Paying Yourself: Salary, Dividends, or Both
As the sole shareholder-director-officer, you can pay yourself a salary (an employment expense for the corporation, pensionable income for you), dividends (paid from after-tax corporate profits, taxed at a lower personal rate but without CPP contributions), or a combination of both.
The optimal mix depends on your income level, personal tax bracket, provincial small-business deduction eligibility, CPP goals, and whether you have a spouse or adult children to income-split with. This is squarely in your accountant's domain. Get professional tax advice before you start writing yourself cheques — the structure you choose in year one sets the tone for everything that follows. Tax rates and rules noted here apply as of writing; verify current figures with a tax professional.
Do You Need a Shareholders' Agreement?
With only one shareholder, a shareholders' agreement is not strictly necessary — there is no one to agree with. That said, it can be useful to draft a simple agreement now if you anticipate bringing in a co-founder or investor later. Starting with agreed-upon terms (share classes, transfer restrictions, drag-along rights) before a partner enters is far easier than negotiating after the fact.
Succession Planning: What Happens If You Can't Continue?
A one-person corporation depends entirely on one person. If you become incapacitated or die without a plan, the corporation may be paralysed — no one with authority to sign contracts, pay employees, or wind down operations.
Two documents to address this:
- A will that addresses what happens to your shares — whether they pass to a family member, are sold, or trigger a wind-down.
- A shareholder direction (sometimes called a corporate power of attorney) that gives a trusted individual authority to act as director in an incapacity scenario.
Neither document is complicated, but neither gets done if you assume you'll handle it later. Estates and corporate lawyers often work on these together.
Common Pitfalls to Avoid
- Letting the minute book lapse. It creates problems at tax time, on a sale, or with a lender.
- Mixing personal and corporate finances. This is the fastest route to piercing the corporate veil.

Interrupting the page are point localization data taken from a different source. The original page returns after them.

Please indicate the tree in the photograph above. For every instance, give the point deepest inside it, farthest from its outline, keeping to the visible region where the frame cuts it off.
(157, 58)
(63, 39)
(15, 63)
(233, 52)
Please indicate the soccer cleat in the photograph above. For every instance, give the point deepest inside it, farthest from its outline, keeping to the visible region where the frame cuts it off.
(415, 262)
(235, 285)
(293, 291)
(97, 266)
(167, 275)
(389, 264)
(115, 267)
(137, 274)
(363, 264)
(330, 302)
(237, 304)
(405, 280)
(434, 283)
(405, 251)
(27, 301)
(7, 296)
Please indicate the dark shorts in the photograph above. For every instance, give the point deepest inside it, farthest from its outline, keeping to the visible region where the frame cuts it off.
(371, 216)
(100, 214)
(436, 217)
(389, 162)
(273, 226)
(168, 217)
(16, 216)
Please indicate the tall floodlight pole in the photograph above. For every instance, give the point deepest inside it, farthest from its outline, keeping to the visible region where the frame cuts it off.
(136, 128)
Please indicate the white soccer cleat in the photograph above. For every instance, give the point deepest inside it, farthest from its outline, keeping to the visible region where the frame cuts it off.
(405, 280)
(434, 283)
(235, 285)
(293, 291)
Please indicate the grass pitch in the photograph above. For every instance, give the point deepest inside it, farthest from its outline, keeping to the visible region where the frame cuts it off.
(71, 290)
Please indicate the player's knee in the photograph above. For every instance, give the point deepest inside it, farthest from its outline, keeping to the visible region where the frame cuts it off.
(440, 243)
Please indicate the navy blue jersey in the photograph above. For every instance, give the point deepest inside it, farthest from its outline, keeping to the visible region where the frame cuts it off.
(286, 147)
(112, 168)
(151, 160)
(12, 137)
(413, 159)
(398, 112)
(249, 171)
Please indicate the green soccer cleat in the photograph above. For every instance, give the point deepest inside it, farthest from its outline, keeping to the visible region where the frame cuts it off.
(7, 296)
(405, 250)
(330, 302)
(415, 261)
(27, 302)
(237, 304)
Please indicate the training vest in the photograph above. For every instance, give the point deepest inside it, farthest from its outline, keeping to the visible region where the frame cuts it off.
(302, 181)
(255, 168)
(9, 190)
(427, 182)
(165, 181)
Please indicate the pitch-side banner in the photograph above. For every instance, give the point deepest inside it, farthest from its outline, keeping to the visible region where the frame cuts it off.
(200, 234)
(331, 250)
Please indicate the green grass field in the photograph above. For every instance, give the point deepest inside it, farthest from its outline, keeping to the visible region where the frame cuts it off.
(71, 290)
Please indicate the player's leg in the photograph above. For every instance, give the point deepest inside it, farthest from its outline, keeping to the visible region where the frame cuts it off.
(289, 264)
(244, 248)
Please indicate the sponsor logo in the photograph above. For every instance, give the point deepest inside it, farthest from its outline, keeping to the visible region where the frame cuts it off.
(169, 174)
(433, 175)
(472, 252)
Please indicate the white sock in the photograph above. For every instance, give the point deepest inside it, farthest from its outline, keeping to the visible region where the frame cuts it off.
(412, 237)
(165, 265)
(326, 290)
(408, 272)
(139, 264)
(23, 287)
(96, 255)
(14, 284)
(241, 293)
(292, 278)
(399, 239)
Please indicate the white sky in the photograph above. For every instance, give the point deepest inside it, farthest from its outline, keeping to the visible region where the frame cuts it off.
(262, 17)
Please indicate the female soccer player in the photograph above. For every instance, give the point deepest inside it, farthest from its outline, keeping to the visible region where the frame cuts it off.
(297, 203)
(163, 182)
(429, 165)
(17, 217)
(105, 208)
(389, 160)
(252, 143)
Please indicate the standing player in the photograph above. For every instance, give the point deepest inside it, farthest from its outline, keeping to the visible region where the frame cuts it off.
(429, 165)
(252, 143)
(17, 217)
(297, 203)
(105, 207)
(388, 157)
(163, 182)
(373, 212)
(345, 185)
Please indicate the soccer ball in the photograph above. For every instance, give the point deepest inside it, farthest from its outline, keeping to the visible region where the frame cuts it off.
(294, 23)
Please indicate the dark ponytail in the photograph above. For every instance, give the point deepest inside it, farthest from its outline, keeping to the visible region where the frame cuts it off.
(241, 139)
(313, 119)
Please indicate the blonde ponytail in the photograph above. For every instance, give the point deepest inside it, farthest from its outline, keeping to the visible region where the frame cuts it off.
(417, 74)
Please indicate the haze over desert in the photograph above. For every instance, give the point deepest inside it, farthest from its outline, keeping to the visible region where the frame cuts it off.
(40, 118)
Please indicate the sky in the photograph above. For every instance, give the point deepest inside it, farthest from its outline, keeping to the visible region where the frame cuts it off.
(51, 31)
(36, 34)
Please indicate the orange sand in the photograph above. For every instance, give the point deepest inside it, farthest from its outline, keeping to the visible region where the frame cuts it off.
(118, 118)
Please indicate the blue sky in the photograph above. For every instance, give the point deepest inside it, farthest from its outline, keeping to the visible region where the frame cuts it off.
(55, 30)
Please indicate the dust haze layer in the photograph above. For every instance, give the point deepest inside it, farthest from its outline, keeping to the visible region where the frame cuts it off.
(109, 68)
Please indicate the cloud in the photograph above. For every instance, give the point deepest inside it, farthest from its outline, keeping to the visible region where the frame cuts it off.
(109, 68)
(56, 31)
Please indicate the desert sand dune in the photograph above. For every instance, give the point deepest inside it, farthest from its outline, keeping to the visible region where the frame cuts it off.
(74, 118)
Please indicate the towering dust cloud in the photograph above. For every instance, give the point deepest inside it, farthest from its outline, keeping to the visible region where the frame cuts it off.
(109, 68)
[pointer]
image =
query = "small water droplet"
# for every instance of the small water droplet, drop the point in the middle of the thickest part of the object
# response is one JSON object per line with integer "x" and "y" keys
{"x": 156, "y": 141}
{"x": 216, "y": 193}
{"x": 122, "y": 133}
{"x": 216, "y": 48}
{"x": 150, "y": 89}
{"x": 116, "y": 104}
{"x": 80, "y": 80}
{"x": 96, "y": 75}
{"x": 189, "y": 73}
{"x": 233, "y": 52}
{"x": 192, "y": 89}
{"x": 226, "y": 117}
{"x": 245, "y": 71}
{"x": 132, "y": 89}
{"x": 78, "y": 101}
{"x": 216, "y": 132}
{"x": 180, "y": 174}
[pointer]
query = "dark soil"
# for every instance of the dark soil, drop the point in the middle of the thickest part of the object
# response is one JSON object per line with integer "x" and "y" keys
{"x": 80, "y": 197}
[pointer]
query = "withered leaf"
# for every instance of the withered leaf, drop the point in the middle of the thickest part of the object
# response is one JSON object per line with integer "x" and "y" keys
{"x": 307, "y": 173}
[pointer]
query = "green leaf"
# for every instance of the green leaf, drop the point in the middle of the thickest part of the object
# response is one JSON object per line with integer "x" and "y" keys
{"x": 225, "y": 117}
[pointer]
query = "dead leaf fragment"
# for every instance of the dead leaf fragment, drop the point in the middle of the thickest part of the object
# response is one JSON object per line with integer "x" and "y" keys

- Forgetting annual returns. Dissolution is quiet and automatic — you may not find out until you try to do something with the company.
- Assuming no liabilities attach to you personally. Director liability for unremitted source deductions and HST is real, even in a one-person corporation.
- Waiting to talk to a lawyer and accountant until something goes wrong. The best time to structure things properly is before you sign your first contract as the corporation.
Frequently asked questions
Can one person really own and run an Ontario corporation entirely alone?
Yes. The OBCA permits a corporation with a single shareholder who is also the sole director and officer. There is no minimum number of people required, and — as of 2021 — no residency requirement for directors.
Do I still need to hold annual meetings if I'm the only shareholder?
You do need to satisfy the annual meeting requirement, but the OBCA allows you to sign a written resolution instead of holding a formal meeting. The key is that the resolution must be signed and kept in your minute book — it is not optional just because you are alone.
What personal liabilities can attach to a sole director?
Corporate limited liability is real but not absolute. Ontario directors can be personally liable for unpaid employee wages (up to six months), unremitted source deductions, and unremitted HST/GST. These liabilities exist regardless of whether you are the sole director or one of many.
Should I incorporate in Ontario or federally?
If you work primarily in Ontario, an OBCA incorporation is generally simpler and less expensive to maintain. Federal incorporation under the Canada Business Corporations Act makes more sense if you need name protection across multiple provinces or plan to operate nationally. A lawyer can help you weigh the trade-offs for your situation.